“See! the toad is quite dead!”
“Ah! the nasty animal!”
“Monsieur Ool!—(no one ever made a better shot at my name than Ool)—Monsieur Ool! the toad is dead!”
However, the toad rose, shook off all the tobacco, and recommenced his march along the road. The only good that was done was the saving of that individual toad’s life, for all the party retained their faith in toads’ teeth, and probably thought that the creature would not touch me because I was a trifle madder than the rest of my nation, who are always very mad on the French stage.
Afterwards, I found that the belief in toads’ teeth was quite general; and one person offered to show me some, half-an-inch in length, which he kept in a box at home. But I was never fortunate enough to see them.

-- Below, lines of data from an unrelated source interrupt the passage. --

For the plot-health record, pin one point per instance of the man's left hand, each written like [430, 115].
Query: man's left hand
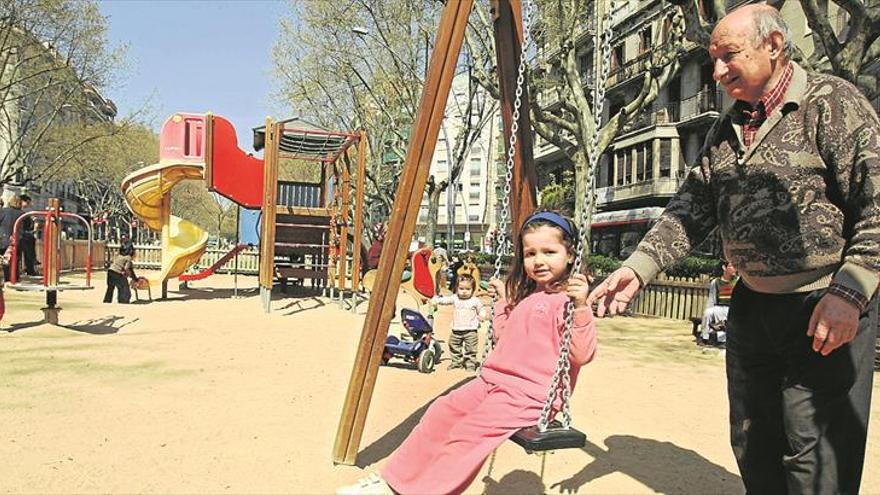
[834, 323]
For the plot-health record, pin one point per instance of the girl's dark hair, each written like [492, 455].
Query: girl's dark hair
[126, 249]
[518, 284]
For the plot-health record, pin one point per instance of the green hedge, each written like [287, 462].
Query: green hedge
[690, 266]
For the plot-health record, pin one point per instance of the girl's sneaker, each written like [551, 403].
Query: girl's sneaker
[371, 485]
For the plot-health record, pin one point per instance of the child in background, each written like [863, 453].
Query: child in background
[465, 323]
[122, 267]
[444, 452]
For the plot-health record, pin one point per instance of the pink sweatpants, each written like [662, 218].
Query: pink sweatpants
[444, 452]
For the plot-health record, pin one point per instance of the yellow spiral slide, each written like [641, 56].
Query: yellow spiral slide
[148, 195]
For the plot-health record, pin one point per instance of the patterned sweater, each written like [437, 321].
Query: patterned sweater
[799, 209]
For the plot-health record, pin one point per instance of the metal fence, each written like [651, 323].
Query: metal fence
[150, 257]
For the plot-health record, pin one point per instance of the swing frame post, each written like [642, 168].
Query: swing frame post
[426, 129]
[508, 27]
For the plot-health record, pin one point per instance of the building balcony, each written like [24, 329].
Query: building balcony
[629, 70]
[661, 187]
[693, 110]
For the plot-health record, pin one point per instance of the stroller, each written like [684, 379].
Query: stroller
[417, 346]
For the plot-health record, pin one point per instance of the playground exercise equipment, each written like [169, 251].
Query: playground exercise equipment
[51, 282]
[191, 147]
[519, 196]
[304, 229]
[417, 345]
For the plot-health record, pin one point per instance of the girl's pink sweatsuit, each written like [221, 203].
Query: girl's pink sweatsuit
[445, 451]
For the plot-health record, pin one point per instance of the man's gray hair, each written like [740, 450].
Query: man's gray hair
[768, 20]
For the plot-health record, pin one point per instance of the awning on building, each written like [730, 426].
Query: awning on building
[302, 140]
[625, 217]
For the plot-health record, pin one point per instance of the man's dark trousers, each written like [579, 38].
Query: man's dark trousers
[118, 282]
[798, 420]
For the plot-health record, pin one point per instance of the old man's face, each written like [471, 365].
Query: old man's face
[741, 66]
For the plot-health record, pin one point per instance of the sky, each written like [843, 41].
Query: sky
[197, 56]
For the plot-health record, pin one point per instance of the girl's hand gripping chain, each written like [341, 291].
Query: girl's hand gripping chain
[578, 290]
[496, 289]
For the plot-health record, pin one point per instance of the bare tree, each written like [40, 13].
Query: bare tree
[557, 75]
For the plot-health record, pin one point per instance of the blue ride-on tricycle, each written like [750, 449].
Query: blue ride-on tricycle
[417, 345]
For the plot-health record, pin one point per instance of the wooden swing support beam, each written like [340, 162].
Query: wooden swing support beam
[507, 17]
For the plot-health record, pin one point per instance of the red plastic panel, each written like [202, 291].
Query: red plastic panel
[182, 138]
[235, 174]
[423, 280]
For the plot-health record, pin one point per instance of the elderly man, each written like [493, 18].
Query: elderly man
[791, 177]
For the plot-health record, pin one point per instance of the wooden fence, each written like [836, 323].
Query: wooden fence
[150, 257]
[675, 298]
[74, 253]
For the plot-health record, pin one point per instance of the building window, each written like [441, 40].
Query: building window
[645, 40]
[640, 163]
[665, 157]
[617, 57]
[476, 166]
[628, 168]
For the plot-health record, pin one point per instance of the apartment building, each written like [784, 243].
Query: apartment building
[28, 101]
[467, 208]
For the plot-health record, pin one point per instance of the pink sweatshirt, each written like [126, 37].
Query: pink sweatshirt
[528, 337]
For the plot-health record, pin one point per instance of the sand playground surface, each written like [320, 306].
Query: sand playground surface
[205, 393]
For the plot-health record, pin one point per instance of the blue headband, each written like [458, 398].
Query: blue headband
[554, 218]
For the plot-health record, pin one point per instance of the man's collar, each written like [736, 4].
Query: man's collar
[793, 95]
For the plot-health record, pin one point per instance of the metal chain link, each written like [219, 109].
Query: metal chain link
[563, 365]
[502, 239]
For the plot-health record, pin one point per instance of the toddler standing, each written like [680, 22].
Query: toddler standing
[465, 323]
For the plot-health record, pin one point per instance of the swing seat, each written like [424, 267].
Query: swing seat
[555, 438]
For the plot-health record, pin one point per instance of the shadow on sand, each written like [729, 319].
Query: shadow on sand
[663, 467]
[98, 326]
[202, 293]
[387, 443]
[299, 305]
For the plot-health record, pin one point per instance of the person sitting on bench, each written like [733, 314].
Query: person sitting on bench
[720, 290]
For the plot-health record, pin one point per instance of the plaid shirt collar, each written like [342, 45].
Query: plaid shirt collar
[753, 117]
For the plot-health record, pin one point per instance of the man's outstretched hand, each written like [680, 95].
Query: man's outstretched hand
[615, 293]
[834, 323]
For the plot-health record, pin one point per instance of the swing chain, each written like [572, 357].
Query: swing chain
[503, 241]
[563, 365]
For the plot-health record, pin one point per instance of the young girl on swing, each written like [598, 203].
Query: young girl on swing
[445, 451]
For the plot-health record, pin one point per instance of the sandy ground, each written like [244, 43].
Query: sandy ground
[205, 393]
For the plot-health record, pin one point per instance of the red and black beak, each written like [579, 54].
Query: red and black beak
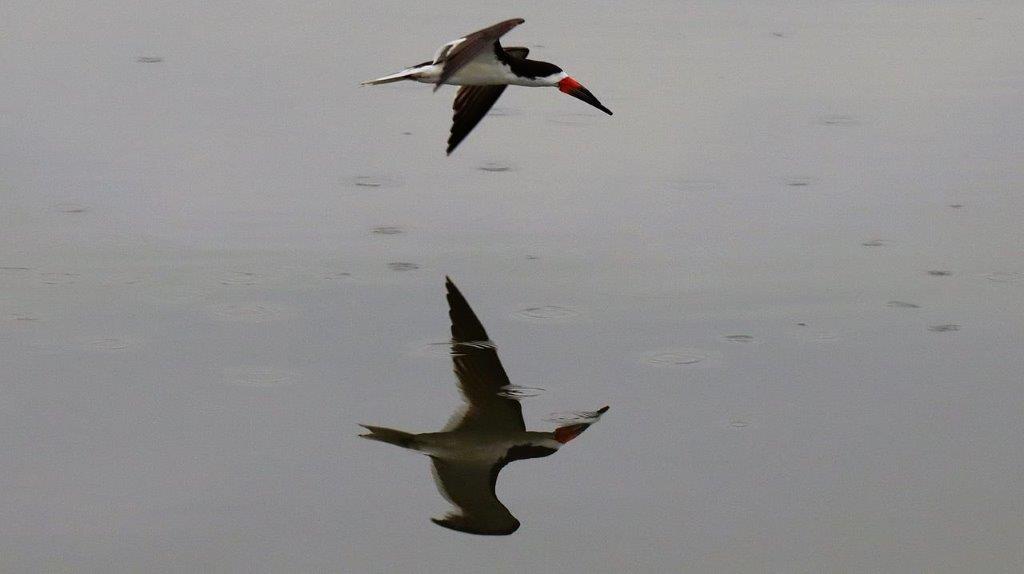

In England, toads are sometimes valued for the good which they do; and the market-gardeners, whose trim grounds surround London, actually import toads from the country, paying for them a certain sum per dozen. For toads are voracious creatures, feeding upon slugs, worms, grubs, and insects of various kinds, and so devour great numbers of these little pests to the gardener.
The mode in which a toad catches its prey is curious enough. Its tongue is fastened into its mouth in a very peculiar way, the base of the tongue being fixed at the entrance of the mouth, the tip pointing down its throat when it is at rest. When, however, the toad sees an insect or slug within reach, the tongue is suddenly shot out of the mouth, and again drawn back, carrying the creature with it.
So rapidly is this operation performed, that the insect seems to disappear by magic. The frog feeds in the same manner.
For the poisonous properties attributed to the toad, there is some foundation, though a small one. But a very small foundation is generally found strong enough to bear a very large superstructure of calumny; though the reverse is the case when the report is a favourable one. The skin of the toad is covered with small tubercles, which secrete an acid humour sufficiently sharp and unpleasant to prevent dogs from carrying a toad in their mouths, though not so powerful as to deter them from attacking toads and killing them.